Di Maio convoca ambasciatore turco

webinfo@adnkronos.com

A seguito delle iniziative militari turche nella Siria nord-orientale, il ministro degli Esteri Luigi di Maio ha disposto la convocazione alla Farnesina dell’ambasciatore della Turchia in Italia.  

Nel riaffermare l’importanza della cessazione di ogni azione unilaterale, si legge in una nota della Farnesina, l’Italia ribadisce che l’unica strada percorribile per una soluzione duratura alla crisi siriana è rappresentata dal processo politico in corso sotto gli auspici delle Nazioni Unite. 

"Quel che sta accadendo in Siria, l'offensiva turca, la negazione dei diritti delle popolazioni locali e del popolo curdo, le morti di civili: tutto questo è inaccettabile e non possiamo voltarci dall'altra parte" afferma Di Maio sulla sua pagina Facebook. "L'Italia, lo ribadisco, condanna l'iniziativa di Ankara e per questo motivo poco fa ho dato disposizione di convocare al ministero degli Esteri l'ambasciatore turco". 

"Non può essere militare la soluzione alla crisi siriana - si legge -. Anzi, la storia ci insegna che ogni risposta militare in passato ha sempre contribuito a destabilizzare ulteriormente la situazione sul terreno, aprendo spesso un vuoto colmato poi dall’insorgere di nuove organizzazioni terroristiche". 

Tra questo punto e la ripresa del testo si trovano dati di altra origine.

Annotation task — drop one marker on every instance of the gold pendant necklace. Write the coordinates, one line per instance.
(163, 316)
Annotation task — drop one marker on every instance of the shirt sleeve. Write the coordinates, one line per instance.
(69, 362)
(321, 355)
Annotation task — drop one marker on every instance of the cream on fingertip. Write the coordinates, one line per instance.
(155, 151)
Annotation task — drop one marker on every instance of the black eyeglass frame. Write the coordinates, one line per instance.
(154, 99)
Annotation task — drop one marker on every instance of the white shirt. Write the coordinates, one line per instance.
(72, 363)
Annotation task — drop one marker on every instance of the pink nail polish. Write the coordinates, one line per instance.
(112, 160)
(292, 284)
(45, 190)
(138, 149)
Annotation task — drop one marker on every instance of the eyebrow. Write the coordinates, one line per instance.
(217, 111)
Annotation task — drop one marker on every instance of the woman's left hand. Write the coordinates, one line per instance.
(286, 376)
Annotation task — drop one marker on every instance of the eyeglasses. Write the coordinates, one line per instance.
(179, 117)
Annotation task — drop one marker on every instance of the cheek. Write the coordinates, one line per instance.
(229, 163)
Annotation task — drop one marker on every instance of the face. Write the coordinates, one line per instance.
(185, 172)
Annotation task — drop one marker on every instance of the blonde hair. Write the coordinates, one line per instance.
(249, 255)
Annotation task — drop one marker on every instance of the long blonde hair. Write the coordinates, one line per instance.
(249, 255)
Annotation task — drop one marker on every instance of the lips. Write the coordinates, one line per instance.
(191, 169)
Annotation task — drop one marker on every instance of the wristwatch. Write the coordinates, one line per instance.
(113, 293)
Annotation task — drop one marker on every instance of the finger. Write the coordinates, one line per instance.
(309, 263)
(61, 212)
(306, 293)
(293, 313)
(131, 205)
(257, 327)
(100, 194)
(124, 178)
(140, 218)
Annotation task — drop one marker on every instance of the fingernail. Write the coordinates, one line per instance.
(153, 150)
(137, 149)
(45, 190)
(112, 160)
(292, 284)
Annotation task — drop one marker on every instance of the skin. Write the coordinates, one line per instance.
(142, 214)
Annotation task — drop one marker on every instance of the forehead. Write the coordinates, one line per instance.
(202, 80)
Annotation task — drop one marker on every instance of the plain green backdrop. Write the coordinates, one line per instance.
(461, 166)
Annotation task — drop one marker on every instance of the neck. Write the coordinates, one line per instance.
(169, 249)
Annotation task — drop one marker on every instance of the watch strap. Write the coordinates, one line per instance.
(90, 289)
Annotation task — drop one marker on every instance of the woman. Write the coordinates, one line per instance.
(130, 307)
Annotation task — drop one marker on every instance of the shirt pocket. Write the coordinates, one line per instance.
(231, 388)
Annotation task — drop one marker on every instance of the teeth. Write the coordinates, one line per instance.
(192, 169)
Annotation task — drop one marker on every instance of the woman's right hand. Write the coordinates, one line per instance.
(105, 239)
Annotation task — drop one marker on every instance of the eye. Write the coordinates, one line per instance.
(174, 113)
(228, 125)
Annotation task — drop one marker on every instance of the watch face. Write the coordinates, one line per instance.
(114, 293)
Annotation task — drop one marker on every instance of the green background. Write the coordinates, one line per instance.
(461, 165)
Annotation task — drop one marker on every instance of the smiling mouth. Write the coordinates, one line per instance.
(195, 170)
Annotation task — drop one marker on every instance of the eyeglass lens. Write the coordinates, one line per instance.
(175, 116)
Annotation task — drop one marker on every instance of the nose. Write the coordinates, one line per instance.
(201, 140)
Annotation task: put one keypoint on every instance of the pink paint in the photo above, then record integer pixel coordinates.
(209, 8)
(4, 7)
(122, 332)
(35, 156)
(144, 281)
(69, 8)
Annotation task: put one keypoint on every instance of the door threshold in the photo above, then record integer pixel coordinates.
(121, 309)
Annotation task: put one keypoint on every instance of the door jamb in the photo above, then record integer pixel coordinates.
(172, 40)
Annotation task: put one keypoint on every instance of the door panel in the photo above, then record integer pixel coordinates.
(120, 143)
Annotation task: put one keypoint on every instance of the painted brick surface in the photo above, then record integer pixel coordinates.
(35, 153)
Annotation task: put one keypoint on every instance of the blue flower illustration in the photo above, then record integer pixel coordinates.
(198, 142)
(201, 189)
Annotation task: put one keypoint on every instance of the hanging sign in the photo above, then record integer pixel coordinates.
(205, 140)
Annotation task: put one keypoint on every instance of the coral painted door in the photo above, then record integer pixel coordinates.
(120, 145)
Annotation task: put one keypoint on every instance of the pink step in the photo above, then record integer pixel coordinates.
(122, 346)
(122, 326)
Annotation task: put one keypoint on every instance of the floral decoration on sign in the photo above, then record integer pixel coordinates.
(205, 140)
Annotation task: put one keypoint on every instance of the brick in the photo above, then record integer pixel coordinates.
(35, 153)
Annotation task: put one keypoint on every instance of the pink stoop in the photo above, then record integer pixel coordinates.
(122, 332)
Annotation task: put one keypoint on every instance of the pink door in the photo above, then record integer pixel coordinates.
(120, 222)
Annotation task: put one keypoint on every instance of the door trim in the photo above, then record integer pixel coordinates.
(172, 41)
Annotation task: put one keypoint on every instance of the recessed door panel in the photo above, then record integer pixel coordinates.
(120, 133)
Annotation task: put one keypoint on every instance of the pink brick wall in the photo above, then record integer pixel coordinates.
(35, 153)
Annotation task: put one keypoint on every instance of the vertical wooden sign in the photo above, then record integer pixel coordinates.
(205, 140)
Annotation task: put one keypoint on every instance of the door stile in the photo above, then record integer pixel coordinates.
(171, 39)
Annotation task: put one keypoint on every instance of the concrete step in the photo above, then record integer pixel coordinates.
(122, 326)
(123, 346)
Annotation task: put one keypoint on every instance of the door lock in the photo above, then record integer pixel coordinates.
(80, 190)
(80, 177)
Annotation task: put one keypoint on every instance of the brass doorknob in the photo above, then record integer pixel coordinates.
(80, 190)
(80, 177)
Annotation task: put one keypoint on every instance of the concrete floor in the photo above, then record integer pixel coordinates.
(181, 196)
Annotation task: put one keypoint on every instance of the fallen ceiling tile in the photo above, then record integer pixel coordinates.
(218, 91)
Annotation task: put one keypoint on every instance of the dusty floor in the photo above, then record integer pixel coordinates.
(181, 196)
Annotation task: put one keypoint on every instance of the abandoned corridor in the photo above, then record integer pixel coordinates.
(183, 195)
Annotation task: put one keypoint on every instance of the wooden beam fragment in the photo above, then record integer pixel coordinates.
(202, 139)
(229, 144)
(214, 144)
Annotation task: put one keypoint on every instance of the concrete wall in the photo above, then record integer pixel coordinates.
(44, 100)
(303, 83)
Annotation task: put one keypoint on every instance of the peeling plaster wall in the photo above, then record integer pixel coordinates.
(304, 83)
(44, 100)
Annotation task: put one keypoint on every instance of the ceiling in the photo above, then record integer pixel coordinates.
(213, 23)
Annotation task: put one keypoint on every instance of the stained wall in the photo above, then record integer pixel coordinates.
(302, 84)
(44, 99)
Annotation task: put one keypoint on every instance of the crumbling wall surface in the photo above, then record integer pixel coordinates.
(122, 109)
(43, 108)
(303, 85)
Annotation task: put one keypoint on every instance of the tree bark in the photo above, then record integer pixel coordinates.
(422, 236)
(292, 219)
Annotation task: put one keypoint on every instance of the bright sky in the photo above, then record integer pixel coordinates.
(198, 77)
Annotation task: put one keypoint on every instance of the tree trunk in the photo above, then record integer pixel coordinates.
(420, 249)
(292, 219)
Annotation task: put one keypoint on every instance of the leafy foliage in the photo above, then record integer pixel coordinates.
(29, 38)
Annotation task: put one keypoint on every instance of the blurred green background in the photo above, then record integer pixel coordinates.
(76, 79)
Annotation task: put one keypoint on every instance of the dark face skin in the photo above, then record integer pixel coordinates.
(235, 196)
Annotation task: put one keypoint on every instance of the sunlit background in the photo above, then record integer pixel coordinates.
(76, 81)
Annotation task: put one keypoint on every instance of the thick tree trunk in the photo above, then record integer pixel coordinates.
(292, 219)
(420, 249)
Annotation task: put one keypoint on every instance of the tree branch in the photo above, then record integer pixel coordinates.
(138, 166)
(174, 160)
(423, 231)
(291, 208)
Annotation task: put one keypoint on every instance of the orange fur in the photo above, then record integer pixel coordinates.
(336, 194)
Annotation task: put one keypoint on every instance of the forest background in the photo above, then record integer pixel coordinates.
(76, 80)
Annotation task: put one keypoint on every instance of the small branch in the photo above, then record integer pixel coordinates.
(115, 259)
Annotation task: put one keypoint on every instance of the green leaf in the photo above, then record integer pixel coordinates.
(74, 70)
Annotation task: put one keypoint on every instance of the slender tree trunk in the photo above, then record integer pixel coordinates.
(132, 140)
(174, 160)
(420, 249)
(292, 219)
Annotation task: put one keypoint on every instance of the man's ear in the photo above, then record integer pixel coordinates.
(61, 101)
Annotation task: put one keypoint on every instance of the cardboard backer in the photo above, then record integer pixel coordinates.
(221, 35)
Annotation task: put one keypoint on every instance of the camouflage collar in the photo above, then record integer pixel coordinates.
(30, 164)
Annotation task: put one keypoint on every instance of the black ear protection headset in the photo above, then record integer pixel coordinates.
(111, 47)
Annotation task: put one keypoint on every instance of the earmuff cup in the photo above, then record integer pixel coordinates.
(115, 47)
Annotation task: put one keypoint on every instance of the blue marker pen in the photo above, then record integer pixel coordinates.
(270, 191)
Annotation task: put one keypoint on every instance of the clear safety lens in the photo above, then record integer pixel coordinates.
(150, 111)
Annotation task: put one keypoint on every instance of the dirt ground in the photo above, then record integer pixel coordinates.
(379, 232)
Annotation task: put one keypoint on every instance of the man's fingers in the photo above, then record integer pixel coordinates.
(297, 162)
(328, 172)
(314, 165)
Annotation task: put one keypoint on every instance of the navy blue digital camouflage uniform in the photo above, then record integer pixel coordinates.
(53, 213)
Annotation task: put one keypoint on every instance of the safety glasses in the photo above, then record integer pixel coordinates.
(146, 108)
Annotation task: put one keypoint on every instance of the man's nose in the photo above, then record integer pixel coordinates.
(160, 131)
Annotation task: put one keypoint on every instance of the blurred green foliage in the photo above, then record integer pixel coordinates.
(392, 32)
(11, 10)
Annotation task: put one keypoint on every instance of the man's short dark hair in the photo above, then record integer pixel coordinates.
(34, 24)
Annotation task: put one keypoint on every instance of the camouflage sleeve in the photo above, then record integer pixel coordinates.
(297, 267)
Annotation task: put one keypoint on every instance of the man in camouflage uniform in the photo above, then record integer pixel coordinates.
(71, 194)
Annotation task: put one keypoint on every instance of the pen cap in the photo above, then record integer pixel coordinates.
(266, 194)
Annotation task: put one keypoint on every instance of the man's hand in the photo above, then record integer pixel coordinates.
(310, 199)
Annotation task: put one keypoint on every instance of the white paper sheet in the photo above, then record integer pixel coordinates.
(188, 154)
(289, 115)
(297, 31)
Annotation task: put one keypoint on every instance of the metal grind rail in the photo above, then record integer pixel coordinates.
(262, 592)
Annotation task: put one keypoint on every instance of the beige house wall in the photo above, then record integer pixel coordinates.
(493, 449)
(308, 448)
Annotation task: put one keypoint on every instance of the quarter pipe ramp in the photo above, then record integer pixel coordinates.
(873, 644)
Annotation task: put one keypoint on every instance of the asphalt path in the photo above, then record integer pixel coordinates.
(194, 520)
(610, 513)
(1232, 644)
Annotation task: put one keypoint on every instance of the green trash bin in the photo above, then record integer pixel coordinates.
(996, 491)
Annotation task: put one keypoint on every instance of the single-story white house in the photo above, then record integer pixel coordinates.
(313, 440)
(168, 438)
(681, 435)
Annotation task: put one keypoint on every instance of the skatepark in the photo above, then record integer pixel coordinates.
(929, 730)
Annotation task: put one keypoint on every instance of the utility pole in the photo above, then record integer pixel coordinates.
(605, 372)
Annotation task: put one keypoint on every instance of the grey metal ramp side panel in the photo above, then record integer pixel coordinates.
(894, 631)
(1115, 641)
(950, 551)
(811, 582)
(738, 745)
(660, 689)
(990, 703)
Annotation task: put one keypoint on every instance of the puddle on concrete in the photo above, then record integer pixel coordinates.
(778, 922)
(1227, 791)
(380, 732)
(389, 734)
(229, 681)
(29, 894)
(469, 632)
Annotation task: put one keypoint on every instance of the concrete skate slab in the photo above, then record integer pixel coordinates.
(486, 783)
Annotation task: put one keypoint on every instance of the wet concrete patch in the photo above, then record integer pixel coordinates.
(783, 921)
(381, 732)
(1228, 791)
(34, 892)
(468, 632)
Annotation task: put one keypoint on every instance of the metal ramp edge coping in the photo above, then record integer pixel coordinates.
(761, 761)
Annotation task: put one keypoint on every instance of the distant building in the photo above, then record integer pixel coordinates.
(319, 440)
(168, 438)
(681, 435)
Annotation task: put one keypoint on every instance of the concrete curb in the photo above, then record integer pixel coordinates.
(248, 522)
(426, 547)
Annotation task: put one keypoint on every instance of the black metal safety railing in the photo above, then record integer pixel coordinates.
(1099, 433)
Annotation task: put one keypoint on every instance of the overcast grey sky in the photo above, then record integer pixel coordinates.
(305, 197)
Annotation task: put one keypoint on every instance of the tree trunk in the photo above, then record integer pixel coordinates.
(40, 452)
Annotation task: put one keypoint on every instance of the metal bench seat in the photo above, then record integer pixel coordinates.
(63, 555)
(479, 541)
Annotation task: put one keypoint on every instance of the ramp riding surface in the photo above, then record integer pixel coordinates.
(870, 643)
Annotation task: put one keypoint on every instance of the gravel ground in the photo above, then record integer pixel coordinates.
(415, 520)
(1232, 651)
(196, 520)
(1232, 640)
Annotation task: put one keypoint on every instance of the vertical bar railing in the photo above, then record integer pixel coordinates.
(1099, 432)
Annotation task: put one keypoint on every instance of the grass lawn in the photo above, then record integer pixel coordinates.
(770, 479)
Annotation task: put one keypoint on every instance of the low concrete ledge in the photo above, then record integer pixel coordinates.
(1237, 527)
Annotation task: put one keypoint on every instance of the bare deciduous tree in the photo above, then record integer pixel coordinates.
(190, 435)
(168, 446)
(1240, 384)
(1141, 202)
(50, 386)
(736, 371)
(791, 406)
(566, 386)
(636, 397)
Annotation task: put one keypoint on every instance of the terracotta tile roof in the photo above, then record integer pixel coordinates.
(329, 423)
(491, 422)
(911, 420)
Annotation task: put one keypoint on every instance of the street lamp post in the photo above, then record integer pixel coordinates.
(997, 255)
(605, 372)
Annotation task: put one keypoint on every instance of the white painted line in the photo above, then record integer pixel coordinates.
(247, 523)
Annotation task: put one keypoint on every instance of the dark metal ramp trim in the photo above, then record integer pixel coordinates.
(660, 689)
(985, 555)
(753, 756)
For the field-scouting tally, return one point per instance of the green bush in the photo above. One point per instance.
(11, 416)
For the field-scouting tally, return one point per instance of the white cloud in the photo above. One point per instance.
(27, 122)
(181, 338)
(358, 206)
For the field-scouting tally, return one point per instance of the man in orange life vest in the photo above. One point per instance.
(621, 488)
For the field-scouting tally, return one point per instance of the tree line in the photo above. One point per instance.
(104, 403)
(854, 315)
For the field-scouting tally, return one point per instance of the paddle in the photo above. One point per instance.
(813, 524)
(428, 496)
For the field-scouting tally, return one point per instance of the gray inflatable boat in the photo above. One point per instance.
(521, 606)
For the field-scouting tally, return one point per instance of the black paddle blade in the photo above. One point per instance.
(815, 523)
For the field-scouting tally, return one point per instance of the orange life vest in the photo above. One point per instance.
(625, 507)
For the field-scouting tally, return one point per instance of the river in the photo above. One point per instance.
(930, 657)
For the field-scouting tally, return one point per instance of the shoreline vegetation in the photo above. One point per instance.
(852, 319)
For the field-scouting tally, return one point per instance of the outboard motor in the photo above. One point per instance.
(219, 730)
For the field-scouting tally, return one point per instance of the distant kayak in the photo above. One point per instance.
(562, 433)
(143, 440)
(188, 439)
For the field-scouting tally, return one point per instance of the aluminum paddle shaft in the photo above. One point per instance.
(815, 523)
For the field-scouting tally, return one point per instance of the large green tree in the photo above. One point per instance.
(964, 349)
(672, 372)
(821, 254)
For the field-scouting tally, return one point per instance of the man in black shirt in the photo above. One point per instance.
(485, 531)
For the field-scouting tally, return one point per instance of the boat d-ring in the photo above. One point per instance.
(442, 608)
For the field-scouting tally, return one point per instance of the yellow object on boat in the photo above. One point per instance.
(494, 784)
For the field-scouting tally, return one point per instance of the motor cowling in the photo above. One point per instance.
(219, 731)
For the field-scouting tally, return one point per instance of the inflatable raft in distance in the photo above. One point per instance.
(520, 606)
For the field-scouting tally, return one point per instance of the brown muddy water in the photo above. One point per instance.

"La situazione è ben complessa e lo sappiamo, ma è di fronte a queste occasioni che l’Europa stessa deve mostrarsi capace di rispondere in modo corale e con un’unica voce. E questo è il senso del messaggio che porterò lunedì al Consiglio Affari Esteri dell’Unione Europea", rimarca il capo della diplomazia italiana. "L’unità, la sovranità e l'integrità territoriale dello stato siriano è indiscutibile - conclude Di Maio - e può essere garantita solo attraverso il dialogo e tramite un'autentica transizione politica".